Louis Veuillot, a French author, born at Boynes, department of Loiret, in 1813. He is the son of a poor cooper, obtained a place in an attorney's office in Paris, and at the age of 19 his articles in the Echo de la Seine-Inférieure involved him in two duels. At the end of 1832 he became the editor-in-chief of the Memorial de la Dordogne, at Périgueux. In 1837 he went to Paris as editor of the Charte de 1830, founded by the ministry; and when that journal failed, he became principal editor of the Paix. Hitherto he had been distinguished for boldness and skepticism; but having in 1838 visited Rome during Holy "Week, he returned to France a zealous Catholic. In 1842 he went to Algeria as secretary of Gen. Bugeaud, and on his return became chief clerk in the ministry of the interior. In 1848 he became editor-in-chief of the Univers, on which he had been employed several years. While advocating extreme ultramontane views, he sided with the abbé Gaume in denouncing the use of the pagan classics in the Jesuit and other colleges and with Padre Ventura in combating the Jesuit philosophy as too rationalistic. His journal was interdicted in many dioceses, and in 1853 the bishop of Orleans expressly forbade his clergy to read it.

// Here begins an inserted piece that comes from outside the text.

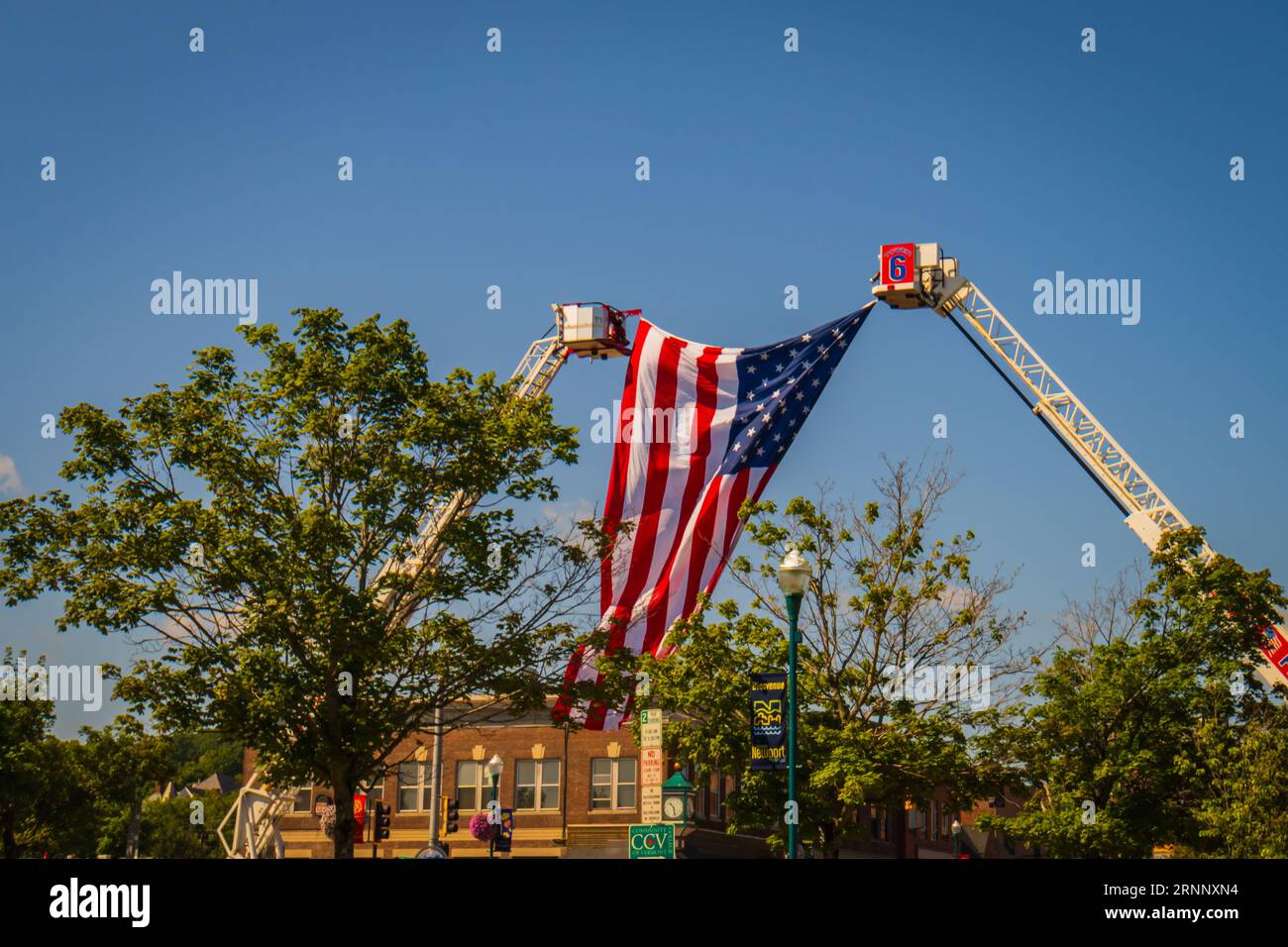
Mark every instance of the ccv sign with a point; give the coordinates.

In 1860 it was suppressed by the emperor, but was allowed to reappear in 1867 with Veuillot as chief editor. During the discussions which preceded the council of the Vatican, the Univers was the foremost organ of the infallibilists. Veuillot resided at Rome during the council as the chief correspondent of his paper. He has written numerous works, relating principally to the tenets of the Roman Catholic church, and often bitterly attacking everything that came in conflict with what he conceived to be ultramontane doctrines and interests. His latest work is La vie de Jesus- Christ.